Select the right bit-width across the FP16 → INT8 → INT4 → FP8 → FP4 → AQLM 2-bit spectrum.
Implement the GPTQ Hessian-approximation and AWQ scaling-factor mechanisms.
Build W8A8 production serving with SmoothQuant outlier migration.
Deploy to Apple Silicon / Edge / CPU with GGUF + llama.cpp.
Skillfully use Hopper FP8 and Blackwell FP4 native Tensor Cores.
Serve a 70B model on an RTX 4090 (24GB) with AQLM.
Reduce reasoning-model serving cost by 50-70% with KIVI 2-bit KV cache.
Recover quality with QAT in extreme low-bit scenarios where PTQ is insufficient.
Skillfully manage the vLLM, TensorRT-LLM, llama.cpp, and SGLang quantized-serving stacks.
Design a quantization pipeline that reduces production cost 3-10x and latency 2-4x.

Advanced Level3 Gün

Advanced LLM Quantization Engineering Training (GPTQ + AWQ + EXL2 + GGUF + FP8 + FP4)

Enroll Now

About This Course

This training is designed to address end to end — with math + algorithms + production stack — the quantization discipline that forms the economic foundation of modern LLM inference.
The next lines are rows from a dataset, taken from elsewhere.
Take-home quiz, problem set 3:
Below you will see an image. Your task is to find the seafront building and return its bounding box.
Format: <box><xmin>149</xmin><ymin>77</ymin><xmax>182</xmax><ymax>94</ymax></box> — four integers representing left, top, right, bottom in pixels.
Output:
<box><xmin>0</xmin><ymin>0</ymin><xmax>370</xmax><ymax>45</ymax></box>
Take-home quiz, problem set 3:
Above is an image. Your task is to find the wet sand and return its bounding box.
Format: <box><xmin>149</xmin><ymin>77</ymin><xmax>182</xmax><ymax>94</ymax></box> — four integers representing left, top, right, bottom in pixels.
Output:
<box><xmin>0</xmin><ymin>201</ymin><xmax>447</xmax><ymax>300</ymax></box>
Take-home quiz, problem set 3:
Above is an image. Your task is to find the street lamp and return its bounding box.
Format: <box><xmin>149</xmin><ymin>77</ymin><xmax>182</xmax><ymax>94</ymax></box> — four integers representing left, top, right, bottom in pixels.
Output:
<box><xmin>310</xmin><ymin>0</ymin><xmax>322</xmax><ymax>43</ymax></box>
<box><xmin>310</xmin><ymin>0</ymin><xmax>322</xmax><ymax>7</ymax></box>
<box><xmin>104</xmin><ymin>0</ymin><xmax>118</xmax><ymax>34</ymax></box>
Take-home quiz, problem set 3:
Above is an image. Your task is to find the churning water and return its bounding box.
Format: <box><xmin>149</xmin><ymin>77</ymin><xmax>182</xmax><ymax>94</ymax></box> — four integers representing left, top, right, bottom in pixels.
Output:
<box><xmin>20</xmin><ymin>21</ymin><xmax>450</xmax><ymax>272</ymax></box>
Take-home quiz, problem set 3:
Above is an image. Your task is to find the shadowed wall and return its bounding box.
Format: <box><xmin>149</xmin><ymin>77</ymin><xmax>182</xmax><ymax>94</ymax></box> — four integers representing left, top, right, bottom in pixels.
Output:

As of 2026, serving a 70B-parameter LLM in FP16 won't fit even on a single H100 (140GB > 80GB); in contrast, with 4-bit quantization the same model can run on a single RTX 4090 (24GB) at 10x lower cost. This dramatic difference has made quantization one of the priorities of production AI engineering. In Turkey, a training that addresses this discipline end to end — from Frantar's GPTQ derivation to the mathematical construction of Lin's AWQ scaling factor, from the SmoothQuant outlier-migration formulation to AQLM additive codebooks, from Hopper FP8 Tensor Cores to Blackwell B200 NVFP4 / MXFP4, from KIVI 2-bit KV cache to reasoning-model long-trace serving — is virtually nonexistent; existing content either stays at shallow tool tutorials or freezes at academic-paper summaries. This program is designed to fill that gap as Turkey's most comprehensive production-grade LLM quantization reference training.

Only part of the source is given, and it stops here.